Et cela, aussi, parce que cette fameuse société dite régionaliste de la Bretagne a demandé pour son concours annuel [1] , avec beaucoup d'autres écrits bretons, un écrit donnant les meilleurs moyens d'élever les abeilles. Je vais leur en donner un, quoique cela soit bien difficile. Écrire un traité scientifique et artistique dans une vieille langue barbare comme le breton, c'est presque impossible, puisque les choses principales vous manquent : les mots. Dante se plaignait, en écrivant sa fameuse Divina Comedia, de ne pouvoir s'exprimer comme il aurait voulu, et comme le sujet demandait, dans une langue encore au berceau : « lingua chi chimai mama a babo » (langue qui appelle mère et père). Notre vieille langue bretonne, une des plus vieilles peut-être, est cependant encore au berceau, et dans lequel elle mourra sans doute. [...]
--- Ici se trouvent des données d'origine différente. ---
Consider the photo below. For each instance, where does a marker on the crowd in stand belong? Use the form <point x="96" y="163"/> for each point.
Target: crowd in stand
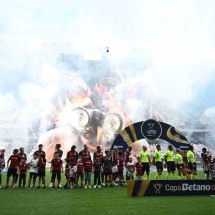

Enfin, quoiqu'il en soit, je me suis mis à écrire, en breton, ce petit traité d'apiculture, mais comme les curés en leurs sermons, je suis bien obligé d'employer beaucoup de mots français, et même de mots latins, puisque apiculture vient du latin apis (abeille) et cultor (laboureur). Et toutes les matières dont les abeilles ont besoin pour la fabrication des petits vers, et toutes les transformations que ces vers subissent pour devenir abeilles, sont toutes désignées par des mots latins ou des mots grecs. Il est vrai que les régionalistes, non bretonnants, ont dit dans leur programme en s'adressant aux poètes et autres écrivains, qu'ils devront dans leurs poèmes et dans leur prose, s'efforcer de mettre leur peine (o foan), d'enrichir la langue bretonne et de relever l'esprit des Bretons. Cela est for bien. Enrichir la langue est chose facile, je l'enrichis joliment et forcément dans mon petit traité apicole. Pour quant à relever l'esprit des Bretons, c'est une autre question, une question anatomique et anthropologique. Oui, si ces régionalistes non bretonnants donnent le premier prix à celui qui aura le plus enrichi le breton, je suis persuadé qu'il me reviendrait, en même temps que le prix d'apiculture, car je ne connais dans la Bretagne bretonnante le moindre petit apiculteur.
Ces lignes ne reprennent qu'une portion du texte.